1. You are more likely to have serious consequences from the flu than from the other infections for which we more readily vaccinate. In 2015 we had our first measles-related death in over a decade. By contrast, the CDC estimates that the average number of influenza-related deaths in the 2011-2012 and 2012-2013 flu seasons ranged from 12,000-56,000 annually in the US (250,000-500,000 worldwide). Statistically speaking, you should absolutely get your flu shot. PS – Please don’t use this as reason not to vaccinate for measles or other infections. Vaccination is the reason we don’t have the number of deaths from these illnesses that we used to have.
2. This year, there are two different circulating strains of the flu. If you had the flu before you had a chance to get the flu shot, you should still get the flu shot to protect you from getting the other strain that is out there.
3. There is NO mercury in the flu shot unless you are getting a vaccine drawn from a multi dose vial. And if you are getting your vaccine from a multi dose vial, the amount in one pediatric dose is equivalent to eating one 3 oz can of tuna fish. Not so scary is it? Also, the type of mercury in that multi dose vial is Ethyl mercury (like my sweet aunt Ethyl, not dangerous at all) which is cleared much more rapidly and is less harmful than Methyl mercury (the kind found more commonly in that can of tuna).

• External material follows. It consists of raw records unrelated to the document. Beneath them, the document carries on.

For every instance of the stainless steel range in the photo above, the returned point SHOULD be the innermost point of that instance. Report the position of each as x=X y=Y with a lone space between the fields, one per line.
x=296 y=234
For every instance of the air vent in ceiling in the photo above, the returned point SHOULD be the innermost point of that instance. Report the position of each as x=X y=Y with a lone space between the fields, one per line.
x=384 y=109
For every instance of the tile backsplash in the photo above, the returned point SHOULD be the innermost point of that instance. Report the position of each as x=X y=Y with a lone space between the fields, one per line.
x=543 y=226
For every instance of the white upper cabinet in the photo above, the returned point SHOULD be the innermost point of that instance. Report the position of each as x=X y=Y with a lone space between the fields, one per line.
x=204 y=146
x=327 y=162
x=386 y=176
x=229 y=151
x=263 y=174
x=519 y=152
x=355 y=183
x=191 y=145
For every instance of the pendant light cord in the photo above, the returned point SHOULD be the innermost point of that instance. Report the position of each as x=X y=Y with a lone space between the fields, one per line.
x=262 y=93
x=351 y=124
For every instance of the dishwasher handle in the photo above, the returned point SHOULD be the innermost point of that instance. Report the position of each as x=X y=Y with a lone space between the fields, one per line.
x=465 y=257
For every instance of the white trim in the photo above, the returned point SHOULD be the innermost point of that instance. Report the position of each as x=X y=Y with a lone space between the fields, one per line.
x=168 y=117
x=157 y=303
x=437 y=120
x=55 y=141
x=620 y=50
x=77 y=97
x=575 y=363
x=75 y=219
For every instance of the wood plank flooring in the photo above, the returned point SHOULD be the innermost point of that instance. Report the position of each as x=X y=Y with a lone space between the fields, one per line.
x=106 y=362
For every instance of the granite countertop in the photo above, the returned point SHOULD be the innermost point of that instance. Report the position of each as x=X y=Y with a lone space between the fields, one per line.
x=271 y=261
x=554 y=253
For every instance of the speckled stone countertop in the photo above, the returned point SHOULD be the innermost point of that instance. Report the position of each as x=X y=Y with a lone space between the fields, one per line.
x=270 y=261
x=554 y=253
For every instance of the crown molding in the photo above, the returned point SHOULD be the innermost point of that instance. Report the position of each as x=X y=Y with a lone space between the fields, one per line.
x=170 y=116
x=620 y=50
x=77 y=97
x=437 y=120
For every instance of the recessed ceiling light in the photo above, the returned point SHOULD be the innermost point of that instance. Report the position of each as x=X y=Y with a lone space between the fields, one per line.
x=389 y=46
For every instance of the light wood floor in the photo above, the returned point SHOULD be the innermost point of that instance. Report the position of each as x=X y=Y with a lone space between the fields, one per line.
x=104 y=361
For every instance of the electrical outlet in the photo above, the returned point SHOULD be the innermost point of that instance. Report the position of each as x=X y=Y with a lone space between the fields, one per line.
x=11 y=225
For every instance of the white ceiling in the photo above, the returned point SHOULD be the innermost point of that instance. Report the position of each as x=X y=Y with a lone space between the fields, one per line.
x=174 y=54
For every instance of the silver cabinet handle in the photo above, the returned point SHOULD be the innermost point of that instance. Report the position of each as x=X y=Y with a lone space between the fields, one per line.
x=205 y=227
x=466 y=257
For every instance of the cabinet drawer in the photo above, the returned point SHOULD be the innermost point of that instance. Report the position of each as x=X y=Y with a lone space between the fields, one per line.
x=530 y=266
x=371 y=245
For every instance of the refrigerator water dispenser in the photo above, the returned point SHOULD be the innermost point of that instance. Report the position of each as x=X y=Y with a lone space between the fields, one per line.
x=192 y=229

4. Everyone needs a flu shot – to protect themselves and their loved ones and to protect those more vulnerable in our community. The flu shot can be given as early as 6 months of age (at which time the vaccine is actually given in two doses spread apart by a month, after that it is one dose per year).
5. In an ideal world, everyone gets the flu shot by Halloween. But it’s not too late to get the shot now. Flu season typically lasts into the spring, some years running as late as May.
So, please protect yourself and those around you. Get your flu shot. And if you have more questions or concerns… ask your provider. Don’t let misinformation and misunderstandings keep you from being healthy and safe!